ObjectverseDiary / docs /SUBMISSION_GUIDE.md
qqyule's picture
Deploy live MiniCPM-V vision defaults
0cadcec verified
# Submission Guide
## Required Package
- [x] Hugging Face Space URL: https://huggingface.co/spaces/build-small-hackathon/ObjectverseDiary
- [x] GitHub Repository URL: https://github.com/qqyule/Objectverse-Diary
- [x] Demo Video Script: `docs/DEMO_VIDEO_SCRIPT.md`
- [x] Social Media Post Draft: `docs/SOCIAL_POST.md`
- [x] Fine-tuned Model URL: https://huggingface.co/qqyule/objectverse-diary-qwen15b-lora
- [x] Dataset URL: https://huggingface.co/datasets/qqyule/objectverse-diary-sft-curated
- [x] Trace Dataset: local public mock JSONL export at `data/traces/samples/objectverse_public_mock_traces.jsonl`
- [x] Field Notes Draft: `docs/FIELD_NOTES.md`
- [x] Short project description: available in README
## Local Evidence Ready
- Initial mock MVP report: `docs/INITIAL_STAGE_REPORT.md`
- Runtime boundary: `docs/RUNTIME.md`
- Dataset plan and preview workflow: `docs/DATASET.md`
- External setup checklist: `docs/EXTERNAL_SETUP.md`
- Space VLM validation report: `docs/SPACE_VLM_REPORT.md` currently passes for public mug, keyboard, and shoe images on ZeroGPU with `OBJECTVERSE_VISION_BACKEND=minicpm-v`.

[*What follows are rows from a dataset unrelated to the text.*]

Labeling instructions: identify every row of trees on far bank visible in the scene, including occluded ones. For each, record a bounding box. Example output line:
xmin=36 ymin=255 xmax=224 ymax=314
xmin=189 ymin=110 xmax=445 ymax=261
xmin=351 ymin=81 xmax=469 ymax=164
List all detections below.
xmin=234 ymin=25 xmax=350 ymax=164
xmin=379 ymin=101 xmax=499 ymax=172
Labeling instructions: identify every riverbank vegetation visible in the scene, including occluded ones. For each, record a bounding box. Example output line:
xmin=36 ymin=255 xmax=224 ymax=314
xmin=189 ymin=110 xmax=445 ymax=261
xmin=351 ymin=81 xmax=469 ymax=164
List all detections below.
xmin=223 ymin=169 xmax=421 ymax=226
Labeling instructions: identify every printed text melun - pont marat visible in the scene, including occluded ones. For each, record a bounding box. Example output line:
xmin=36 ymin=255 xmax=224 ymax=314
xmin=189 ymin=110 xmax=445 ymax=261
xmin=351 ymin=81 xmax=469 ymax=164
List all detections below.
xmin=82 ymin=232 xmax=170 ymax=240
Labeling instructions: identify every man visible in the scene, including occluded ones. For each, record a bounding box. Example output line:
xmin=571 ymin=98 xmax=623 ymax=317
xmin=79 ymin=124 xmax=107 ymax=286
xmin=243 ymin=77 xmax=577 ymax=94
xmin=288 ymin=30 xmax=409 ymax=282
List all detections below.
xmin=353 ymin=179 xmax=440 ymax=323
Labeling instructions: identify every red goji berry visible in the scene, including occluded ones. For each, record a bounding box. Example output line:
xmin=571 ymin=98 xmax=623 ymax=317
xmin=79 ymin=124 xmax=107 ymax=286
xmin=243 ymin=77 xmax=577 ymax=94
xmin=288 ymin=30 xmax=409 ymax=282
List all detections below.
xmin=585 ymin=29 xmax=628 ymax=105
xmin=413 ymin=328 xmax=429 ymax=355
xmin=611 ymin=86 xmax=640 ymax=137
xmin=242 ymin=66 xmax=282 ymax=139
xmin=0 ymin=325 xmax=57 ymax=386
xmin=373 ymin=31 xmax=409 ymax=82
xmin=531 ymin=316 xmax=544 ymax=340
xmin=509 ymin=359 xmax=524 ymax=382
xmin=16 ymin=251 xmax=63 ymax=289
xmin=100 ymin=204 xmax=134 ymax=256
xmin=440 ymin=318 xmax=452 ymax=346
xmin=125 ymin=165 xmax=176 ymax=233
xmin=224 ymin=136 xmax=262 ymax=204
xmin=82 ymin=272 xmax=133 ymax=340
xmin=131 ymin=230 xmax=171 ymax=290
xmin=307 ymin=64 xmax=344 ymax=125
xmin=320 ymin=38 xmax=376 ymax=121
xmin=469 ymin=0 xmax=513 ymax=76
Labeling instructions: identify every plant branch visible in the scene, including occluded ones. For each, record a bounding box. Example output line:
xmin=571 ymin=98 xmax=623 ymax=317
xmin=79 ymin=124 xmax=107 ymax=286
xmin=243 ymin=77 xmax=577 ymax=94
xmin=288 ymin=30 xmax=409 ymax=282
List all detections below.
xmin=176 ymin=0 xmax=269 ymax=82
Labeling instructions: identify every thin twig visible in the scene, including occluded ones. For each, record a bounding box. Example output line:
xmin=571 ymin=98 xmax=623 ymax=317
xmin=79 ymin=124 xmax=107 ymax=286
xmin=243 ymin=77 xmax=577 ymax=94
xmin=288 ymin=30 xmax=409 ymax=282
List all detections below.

- Space VLM diagnostics: hidden `/vision_runtime_probe` API confirms Torch/Transformers, CUDA, and MiniCPM-V model load status.
- Live Space runtime: ZeroGPU `zero-a10g` with `OBJECTVERSE_VISION_BACKEND=minicpm-v`, `VISION_MODEL_ID=openbmb/MiniCPM-V-2_6`, and `OBJECTVERSE_TEXT_BACKEND=mock`.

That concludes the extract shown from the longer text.